As a filmmaker, Matt Tyrnauer gets around. His documentary subjects include a fashion designer (“Valentino: The Last Emperor,” 2008), urban activist (“Citizen Jane: Battle for the City,” 2016), high-end male hustler (“Scotty and the Secret Life of Hollywood,” 2017) , and higher-end disco (“Studio 54,” 2018). His latest, “Where’s My Roy Cohn?,” further shuffles the documentary deck — adding a joker who was definitely wild.
There’s never been anyone quite like Roy Cohn (1927-86), and thank goodness for that. The work of literature he’s associated with is Tony Kushner’s “Angels in America,” in which he figures as a particularly repellent character. “The Lord of the Rings” may be more pertinent. Cohn was a legal-eagle version of Gollum: endlessly compelling in his no-less endless awfulness. True, a ring of power didn’t obsess Cohn. Why bother with jewelry when there was the thing itself: impure and unsimple. That obsession led to his connecting one of the more bizarre collections of dots in 20th-century US history: the Rosenbergs, Joe McCarthy, the Mafia, Ronald Reagan, Barbara Walters, the archdiocese of New York, and (inevitably) young Donald Trump.
Louche and lizardy, Cohn was one of those post-imperial only-in-New-York characters. Planted at the intersection of influence and celebrity, he’d be at Studio 54 one night and in court the next morning (either as litigant or defendant). Cohn was also gay, not so much closeted as hiding in plain, catch-me-if-you-can sight. His default mode was defiance: of convention, of law, of truth. He looked like Caligula (those hooded eyes!) and acted like a brat. Put another way, he was tabloid catnip. All of which makes Tyrnauer’s documentary very lively.
The only child of an heiress and judge, Cohn was an outer-borough princeling, that borough being the Bronx. No one ever doubted his brains. At 20, he graduated from Columbia Law School. At 24, he was a prosecutor in the espionage trial of Julius and Ethel Rosenberg. This quickly led to his becoming McCarthy’s chief aide, which in turn led to the Army-McCarthy hearings, which in turn — there were a lot of turns to Cohn’s career — made him internationally famous, or infamous.

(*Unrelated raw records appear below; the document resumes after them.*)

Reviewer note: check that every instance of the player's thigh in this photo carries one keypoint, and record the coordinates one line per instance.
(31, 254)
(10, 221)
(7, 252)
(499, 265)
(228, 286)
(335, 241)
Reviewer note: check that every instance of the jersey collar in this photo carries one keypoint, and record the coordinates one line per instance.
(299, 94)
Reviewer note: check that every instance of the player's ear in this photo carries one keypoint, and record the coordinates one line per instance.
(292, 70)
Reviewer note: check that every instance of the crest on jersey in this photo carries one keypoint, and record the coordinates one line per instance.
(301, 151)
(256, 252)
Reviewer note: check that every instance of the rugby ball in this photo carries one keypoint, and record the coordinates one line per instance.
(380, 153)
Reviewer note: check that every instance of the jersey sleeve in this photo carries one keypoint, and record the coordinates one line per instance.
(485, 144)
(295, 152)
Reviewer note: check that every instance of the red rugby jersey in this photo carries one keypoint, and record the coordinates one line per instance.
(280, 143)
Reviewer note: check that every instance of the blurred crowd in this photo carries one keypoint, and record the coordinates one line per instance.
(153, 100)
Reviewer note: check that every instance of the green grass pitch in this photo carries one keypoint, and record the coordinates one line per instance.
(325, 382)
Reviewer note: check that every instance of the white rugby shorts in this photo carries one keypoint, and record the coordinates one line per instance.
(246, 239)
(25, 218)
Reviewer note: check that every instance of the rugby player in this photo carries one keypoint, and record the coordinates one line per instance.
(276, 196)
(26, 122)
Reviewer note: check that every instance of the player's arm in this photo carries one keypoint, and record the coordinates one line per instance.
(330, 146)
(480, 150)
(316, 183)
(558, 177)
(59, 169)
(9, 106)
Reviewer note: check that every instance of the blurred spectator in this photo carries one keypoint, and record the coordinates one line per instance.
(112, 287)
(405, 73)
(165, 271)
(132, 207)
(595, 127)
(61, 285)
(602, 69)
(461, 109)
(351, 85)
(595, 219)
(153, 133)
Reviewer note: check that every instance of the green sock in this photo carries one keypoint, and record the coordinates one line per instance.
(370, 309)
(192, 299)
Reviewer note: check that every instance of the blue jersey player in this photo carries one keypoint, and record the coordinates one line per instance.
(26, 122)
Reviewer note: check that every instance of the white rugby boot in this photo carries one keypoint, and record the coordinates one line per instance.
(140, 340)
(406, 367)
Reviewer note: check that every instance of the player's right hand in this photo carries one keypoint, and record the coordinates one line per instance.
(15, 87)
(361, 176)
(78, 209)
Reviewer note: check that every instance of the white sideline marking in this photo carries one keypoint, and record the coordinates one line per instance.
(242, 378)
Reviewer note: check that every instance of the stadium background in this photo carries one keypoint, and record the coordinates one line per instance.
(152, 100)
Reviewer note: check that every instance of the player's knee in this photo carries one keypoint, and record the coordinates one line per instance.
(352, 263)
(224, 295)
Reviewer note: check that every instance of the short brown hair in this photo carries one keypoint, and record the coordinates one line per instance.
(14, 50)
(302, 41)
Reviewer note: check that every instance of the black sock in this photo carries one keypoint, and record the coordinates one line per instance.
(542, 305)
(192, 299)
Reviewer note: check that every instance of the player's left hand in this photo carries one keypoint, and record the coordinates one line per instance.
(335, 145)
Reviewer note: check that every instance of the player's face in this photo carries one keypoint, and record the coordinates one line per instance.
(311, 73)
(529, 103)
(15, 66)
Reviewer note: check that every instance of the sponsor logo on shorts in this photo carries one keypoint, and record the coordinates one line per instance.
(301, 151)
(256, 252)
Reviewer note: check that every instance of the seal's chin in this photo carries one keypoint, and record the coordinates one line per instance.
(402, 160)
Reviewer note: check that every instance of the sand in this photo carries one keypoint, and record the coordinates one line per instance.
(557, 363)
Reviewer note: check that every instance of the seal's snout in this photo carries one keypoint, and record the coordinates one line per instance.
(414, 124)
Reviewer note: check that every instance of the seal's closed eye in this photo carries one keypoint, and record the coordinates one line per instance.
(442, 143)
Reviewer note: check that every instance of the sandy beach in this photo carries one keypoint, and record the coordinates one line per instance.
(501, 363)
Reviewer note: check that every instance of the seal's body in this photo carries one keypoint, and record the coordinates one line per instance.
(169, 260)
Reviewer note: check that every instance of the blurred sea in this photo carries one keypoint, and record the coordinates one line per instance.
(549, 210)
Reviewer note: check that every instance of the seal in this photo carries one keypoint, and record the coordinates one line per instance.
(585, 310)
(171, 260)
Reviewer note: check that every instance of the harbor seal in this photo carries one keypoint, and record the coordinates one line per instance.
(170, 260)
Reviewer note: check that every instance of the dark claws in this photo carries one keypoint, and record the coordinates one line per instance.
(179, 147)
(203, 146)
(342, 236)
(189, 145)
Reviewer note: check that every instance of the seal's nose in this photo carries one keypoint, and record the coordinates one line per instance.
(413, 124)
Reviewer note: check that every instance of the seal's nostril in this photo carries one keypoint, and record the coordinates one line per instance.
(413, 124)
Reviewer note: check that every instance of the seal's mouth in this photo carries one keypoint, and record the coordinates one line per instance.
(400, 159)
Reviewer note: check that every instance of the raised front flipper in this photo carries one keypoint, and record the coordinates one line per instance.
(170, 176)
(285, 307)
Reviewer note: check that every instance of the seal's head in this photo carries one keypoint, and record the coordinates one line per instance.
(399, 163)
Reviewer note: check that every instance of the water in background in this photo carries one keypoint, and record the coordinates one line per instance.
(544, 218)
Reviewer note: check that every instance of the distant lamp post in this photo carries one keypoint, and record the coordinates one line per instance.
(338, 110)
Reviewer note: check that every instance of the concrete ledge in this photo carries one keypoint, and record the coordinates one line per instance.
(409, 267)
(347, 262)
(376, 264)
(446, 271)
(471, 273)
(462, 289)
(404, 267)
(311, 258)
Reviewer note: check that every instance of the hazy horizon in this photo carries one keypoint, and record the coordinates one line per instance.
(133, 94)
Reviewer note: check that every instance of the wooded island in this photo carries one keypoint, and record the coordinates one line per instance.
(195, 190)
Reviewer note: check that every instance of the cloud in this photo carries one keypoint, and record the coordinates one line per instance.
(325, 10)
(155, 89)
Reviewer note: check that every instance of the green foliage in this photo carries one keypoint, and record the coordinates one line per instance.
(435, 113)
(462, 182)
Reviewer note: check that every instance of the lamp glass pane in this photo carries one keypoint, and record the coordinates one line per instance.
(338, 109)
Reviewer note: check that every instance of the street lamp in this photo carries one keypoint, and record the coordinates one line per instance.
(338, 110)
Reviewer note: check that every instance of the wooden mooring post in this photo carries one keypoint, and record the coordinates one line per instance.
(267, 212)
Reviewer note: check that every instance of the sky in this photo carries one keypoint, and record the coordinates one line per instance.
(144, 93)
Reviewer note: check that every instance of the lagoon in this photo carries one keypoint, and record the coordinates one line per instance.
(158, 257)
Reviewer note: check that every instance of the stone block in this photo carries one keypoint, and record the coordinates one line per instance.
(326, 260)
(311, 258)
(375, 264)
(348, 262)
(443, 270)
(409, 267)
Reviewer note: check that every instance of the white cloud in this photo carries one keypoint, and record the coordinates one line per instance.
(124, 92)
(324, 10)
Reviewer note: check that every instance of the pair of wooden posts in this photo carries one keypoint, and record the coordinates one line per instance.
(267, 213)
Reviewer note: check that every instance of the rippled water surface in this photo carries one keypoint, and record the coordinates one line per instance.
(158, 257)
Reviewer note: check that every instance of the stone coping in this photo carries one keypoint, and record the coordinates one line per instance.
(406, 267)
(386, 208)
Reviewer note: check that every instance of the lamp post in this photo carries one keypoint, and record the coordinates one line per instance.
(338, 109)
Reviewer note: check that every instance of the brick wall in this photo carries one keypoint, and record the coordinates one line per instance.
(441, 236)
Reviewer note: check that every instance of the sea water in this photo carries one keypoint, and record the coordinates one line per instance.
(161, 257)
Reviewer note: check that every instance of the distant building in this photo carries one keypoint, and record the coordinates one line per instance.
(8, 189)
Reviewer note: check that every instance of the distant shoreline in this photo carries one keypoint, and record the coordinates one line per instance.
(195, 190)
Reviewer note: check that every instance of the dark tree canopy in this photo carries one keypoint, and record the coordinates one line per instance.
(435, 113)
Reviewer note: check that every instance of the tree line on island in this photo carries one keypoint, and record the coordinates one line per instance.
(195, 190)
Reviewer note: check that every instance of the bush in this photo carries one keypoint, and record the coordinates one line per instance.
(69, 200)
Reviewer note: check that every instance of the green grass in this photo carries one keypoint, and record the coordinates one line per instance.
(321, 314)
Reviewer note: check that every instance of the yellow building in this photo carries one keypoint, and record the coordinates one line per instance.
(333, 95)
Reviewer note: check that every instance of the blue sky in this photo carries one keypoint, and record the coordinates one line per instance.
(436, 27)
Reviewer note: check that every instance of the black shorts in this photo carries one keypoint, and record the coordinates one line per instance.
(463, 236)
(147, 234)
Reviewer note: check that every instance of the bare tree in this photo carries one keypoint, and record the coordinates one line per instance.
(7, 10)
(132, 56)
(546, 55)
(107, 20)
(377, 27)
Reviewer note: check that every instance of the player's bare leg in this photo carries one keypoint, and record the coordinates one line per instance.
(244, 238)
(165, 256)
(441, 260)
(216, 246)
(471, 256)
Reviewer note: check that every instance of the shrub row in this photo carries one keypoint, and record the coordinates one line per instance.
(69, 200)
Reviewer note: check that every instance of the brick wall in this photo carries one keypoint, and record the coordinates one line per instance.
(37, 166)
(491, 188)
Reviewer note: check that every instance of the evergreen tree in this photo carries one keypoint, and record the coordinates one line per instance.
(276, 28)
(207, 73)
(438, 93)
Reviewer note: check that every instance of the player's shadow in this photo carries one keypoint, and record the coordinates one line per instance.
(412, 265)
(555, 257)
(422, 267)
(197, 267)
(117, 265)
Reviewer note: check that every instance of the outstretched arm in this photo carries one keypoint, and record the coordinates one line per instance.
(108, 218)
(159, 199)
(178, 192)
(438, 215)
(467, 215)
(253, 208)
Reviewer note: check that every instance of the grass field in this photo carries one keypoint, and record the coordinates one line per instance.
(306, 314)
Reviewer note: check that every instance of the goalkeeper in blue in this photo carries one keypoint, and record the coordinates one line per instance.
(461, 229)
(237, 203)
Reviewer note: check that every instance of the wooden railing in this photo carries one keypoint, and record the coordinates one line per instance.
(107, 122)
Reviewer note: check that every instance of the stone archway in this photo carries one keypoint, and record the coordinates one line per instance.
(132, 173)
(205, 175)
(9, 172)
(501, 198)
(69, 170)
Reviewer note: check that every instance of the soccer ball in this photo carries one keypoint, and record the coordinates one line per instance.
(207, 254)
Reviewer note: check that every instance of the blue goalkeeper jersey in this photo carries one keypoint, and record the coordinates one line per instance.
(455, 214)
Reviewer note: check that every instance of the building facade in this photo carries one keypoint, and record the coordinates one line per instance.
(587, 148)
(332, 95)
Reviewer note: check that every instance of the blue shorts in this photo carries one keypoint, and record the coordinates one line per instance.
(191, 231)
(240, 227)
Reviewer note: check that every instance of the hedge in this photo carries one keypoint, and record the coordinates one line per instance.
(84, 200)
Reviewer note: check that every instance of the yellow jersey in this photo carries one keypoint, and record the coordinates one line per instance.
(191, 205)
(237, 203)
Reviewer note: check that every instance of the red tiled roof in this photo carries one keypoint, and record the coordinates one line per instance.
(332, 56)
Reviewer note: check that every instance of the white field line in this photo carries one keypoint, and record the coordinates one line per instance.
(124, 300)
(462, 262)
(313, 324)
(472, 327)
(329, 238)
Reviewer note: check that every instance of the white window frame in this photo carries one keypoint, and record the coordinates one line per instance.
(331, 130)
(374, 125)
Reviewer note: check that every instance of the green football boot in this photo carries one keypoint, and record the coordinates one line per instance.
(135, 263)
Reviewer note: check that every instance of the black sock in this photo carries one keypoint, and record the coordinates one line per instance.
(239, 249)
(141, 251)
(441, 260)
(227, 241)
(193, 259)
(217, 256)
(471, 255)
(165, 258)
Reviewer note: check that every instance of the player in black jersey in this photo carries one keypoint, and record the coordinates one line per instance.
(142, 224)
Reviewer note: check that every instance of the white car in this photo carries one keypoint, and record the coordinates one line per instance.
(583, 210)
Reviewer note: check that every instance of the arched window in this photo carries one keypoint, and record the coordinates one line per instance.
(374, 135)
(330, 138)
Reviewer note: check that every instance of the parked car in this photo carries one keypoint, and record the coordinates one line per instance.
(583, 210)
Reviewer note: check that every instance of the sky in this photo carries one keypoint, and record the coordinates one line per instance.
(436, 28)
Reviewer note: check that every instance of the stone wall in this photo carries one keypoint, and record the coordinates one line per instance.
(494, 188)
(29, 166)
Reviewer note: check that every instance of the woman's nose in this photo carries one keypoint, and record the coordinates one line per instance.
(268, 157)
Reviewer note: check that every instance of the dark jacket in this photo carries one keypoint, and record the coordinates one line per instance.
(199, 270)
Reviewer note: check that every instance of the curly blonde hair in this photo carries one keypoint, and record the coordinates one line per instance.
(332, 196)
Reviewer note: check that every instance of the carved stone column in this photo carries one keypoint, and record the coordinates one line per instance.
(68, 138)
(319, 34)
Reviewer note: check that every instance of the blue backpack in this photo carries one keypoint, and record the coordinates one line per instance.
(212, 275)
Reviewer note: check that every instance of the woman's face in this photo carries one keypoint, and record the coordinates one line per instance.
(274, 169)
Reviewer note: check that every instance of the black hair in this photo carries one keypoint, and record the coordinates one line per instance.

Returning to New York, Cohn entered private practice and reveled in his sordid reputation. It was good for business, after all, though his eventual disbarment wasn’t. As one of the documentary’s talking heads puts it, “He’s the only person I’ve met who actually enjoyed being indicted.”
Tyrnauer and his researchers have done a terrific job of gathering archival photographs and footage. A joint talk-show appearance by Cohn and Gore Vidal is part hallucination, part cage match. The roster of interviewees is extensive and varied. There are former associates (including an admiring Roger Stone), Brandeis historian Thomas Doherty, Cohn cousins (who have some of the most damning things to say), and such journalists as author Ken Auletta, Vanity Fair’s Marie Brenner, and The New York Times’s Sam Roberts.
Interspersed throughout the film are snippets from an interview Auletta did with Cohn toward the end of his life. It’s fascinating to hear Cohn speak in an unbuttoned fashion. Yet whenever there’s a clip Tyrnauer cuts to tape reels turning on a large recorder. It’s emblematic of how heavy-handed, even overblown, the filmmaking can get. Intercut with a discussion of Cohn’s homosexuality, for example, is footage from soft-core gay porn. The treatment generally of Cohn’s sexuality falls somewhere between the salacious and prurient. That contributes to the general liveliness, but not in a good way. The same is true of the overbearing score.
The biggest problem with “Where’s My Roy Cohn?” is the documentary’s attitude toward its subject: not its being critical (an uncritical approach to Cohn would be about as interesting as a daytime visit to Studio 54), but that it so thoroughly accepts his view of himself. Cohn wasn’t so much an ideologue or power broker (especially not that) as he was a brand specialist, and the brand he specialized in was Roy Cohn. He marketed an image of himself as ultimate insider and attack-dog attorney (accurate enough, except that canine ferocity works far better in kennels than courtrooms). The truth-in-advertising description of what Cohn sold was something quite different: smoke and mirrors. “He never gave up on his own myth,” the late gossip columnist Liz Smith says in the documentary. No one promoted that myth as effectively as he did. Until now, maybe: “Where’s My Roy Cohn?” repurposes his self-mythologizing for its own, only in reverse. The problem is that dark smoke and cracked mirrors are still smoke, still mirrors.
WHERE’S MY ROY COHN?
Directed by Matt Tyrnauer. At Kendall Square. 97 minutes. PG-13 (thematic content, some sexual material and violent images).